Blocks A and B execute independently of the enable control signal because they are not part of the enabled subsystem. When the enable control signal becomes positive, blocks C and D execute at their assigned sample rates until the enable control signal becomes zero again. Note that block C does not execute at 0.875 second when the enable control signal changes to zero.
Certain restrictions apply when you connect blocks with constant sample times (see Constant Sample Time) to the output port of a conditional subsystem.
An error appears when you connect a Model or S-Function block with constant sample time to the output port of a conditional subsystem.
The sample time of any built-in block with a constant sample time is converted to a different sample time, such as the fastest discrete rate in the conditional subsystem.
To avoid the error or conversion, either manually change the sample time of the block to a non-constant sample time or use a Signal Conversion block. The example below shows how to use the Signal Conversion block to avoid these errors.
Consider the following model
The two Constant blocks in this model have constant sample times. When you simulate the model, the Simulink software converts the sample time of the Constant block inside the enabled subsystem to the rate of the Pulse Generator. If you simulate the model with sample time colors displayed (see View Sample Time Information), the Pulse Generator and Enabled Subsystem blocks are colored red. However, the Constant and Outport blocks outside of the enabled subsystem are colored magenta, indicating that these blocks still have a constant sample time.
Suppose the model above is referenced from a Model block inside an enabled subsystem, as shown below. (See Model Referencing.)

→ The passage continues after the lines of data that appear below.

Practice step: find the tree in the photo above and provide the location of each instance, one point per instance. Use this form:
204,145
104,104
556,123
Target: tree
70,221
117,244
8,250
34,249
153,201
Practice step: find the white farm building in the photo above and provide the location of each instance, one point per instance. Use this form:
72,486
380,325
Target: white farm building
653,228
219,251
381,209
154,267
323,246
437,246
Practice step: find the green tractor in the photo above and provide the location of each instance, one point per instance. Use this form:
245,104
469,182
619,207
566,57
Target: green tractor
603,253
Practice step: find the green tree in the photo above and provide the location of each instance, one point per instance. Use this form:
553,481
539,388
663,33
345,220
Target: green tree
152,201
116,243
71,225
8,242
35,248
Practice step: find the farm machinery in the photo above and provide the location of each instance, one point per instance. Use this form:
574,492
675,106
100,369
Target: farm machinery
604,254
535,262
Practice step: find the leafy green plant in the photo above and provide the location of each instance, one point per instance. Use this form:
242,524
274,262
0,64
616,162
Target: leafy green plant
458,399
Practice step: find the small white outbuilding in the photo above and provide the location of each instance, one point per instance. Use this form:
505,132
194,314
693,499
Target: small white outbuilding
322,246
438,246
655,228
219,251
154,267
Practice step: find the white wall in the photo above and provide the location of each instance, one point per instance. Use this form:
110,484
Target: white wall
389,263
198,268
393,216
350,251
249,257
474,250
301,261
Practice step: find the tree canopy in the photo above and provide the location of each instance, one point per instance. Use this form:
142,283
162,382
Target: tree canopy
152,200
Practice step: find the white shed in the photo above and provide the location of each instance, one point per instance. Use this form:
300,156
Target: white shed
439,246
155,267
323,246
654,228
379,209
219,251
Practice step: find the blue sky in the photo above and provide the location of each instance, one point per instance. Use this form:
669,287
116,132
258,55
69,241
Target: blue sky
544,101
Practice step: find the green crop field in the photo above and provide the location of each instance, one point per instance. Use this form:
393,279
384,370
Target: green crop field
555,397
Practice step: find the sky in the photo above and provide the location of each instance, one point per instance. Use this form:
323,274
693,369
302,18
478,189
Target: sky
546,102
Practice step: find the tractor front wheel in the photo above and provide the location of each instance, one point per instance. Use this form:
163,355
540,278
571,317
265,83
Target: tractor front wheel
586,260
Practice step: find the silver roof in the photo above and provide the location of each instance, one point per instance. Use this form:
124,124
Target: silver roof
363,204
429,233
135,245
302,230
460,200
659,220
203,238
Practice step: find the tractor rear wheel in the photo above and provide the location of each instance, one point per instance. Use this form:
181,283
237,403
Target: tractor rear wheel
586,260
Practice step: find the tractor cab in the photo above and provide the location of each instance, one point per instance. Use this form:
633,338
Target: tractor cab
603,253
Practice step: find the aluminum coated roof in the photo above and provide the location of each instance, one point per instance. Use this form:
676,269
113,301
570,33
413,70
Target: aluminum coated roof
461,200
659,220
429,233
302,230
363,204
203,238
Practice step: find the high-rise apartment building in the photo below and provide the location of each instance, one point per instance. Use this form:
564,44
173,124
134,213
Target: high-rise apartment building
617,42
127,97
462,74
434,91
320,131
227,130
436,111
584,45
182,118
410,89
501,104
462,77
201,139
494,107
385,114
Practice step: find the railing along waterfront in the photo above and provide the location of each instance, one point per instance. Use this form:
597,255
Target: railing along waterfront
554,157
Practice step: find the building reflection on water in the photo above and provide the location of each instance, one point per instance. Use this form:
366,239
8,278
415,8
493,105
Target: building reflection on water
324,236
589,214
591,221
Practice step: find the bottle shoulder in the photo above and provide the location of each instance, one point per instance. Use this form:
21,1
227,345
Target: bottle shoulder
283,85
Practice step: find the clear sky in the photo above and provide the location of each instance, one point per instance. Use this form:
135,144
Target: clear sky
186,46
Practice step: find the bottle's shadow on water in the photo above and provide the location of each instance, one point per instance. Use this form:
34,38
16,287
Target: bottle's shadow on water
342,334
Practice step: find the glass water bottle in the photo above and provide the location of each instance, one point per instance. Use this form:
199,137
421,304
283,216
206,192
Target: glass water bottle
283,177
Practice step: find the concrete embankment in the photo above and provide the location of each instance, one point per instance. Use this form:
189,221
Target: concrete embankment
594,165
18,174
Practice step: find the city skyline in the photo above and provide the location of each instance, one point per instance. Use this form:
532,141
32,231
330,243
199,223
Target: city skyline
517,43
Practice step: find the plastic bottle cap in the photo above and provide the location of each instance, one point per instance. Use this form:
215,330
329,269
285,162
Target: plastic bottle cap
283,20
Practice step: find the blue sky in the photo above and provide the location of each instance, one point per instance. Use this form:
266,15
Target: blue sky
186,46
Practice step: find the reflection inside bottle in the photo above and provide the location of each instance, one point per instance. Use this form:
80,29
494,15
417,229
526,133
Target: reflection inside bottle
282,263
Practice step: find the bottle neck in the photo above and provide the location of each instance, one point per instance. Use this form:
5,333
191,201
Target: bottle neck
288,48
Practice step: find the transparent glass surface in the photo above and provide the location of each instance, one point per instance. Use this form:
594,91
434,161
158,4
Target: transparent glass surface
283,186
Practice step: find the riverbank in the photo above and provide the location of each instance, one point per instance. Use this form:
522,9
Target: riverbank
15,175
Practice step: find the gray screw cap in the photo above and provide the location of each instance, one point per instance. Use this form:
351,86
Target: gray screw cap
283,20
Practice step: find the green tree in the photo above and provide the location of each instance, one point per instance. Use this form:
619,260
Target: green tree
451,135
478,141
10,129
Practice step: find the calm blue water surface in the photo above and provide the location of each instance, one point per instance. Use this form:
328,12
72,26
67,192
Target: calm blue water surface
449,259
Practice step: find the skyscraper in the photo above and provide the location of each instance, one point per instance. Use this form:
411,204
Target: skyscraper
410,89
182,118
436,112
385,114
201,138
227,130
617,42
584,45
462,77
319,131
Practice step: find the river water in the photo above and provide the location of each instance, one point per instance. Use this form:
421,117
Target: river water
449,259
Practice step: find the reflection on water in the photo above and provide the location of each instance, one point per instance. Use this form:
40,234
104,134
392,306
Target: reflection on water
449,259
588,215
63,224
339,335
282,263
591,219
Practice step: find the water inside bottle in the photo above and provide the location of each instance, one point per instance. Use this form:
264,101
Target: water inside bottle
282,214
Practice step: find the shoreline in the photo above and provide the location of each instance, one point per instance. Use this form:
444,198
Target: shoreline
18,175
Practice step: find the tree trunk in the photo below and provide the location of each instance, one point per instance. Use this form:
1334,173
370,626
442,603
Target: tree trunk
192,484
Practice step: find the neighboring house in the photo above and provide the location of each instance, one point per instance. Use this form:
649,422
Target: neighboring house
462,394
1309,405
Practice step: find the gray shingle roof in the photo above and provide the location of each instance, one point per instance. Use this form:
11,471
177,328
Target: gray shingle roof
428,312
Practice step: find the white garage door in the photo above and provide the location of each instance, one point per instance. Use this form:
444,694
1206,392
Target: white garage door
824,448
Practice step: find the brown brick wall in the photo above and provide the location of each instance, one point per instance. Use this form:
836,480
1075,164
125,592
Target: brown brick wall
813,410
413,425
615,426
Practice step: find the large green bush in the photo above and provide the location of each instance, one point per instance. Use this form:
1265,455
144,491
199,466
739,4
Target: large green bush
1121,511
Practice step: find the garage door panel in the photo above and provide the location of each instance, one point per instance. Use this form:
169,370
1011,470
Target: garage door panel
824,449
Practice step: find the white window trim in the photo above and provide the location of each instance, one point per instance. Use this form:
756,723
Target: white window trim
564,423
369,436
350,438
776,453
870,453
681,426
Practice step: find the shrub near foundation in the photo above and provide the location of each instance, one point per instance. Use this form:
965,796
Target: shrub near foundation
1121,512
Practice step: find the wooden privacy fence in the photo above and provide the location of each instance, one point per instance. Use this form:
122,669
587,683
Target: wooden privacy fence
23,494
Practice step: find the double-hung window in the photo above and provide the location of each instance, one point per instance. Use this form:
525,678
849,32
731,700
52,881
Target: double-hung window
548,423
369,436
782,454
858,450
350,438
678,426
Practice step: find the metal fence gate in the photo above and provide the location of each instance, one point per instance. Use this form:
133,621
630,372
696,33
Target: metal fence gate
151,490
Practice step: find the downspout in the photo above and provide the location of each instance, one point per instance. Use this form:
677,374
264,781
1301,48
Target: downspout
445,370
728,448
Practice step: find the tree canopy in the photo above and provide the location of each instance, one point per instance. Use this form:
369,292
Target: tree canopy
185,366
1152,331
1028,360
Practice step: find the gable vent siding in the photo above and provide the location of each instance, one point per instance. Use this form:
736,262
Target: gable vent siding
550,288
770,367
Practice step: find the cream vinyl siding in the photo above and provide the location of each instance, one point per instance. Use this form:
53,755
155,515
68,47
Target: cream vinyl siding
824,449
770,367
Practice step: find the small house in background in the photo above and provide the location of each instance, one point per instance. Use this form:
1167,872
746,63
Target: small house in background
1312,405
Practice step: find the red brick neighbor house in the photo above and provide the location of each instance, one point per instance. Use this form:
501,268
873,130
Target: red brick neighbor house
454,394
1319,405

An error appears when you try to simulate the top model, indicating that the second output of the Model block may not be wired directly to the enabled subsystem output port because it has a constant sample time. (See Model Referencing.)
To avoid this error, insert a Signal Conversion block between the second output of the Model block and the Outport block of the enabled subsystem.
This model simulates with no errors. With sample time colors displayed, the Model and Enabled Subsystem blocks are colored yellow, indicating that these are hybrid systems. In this case, the systems are hybrid because they contain multiple sample times.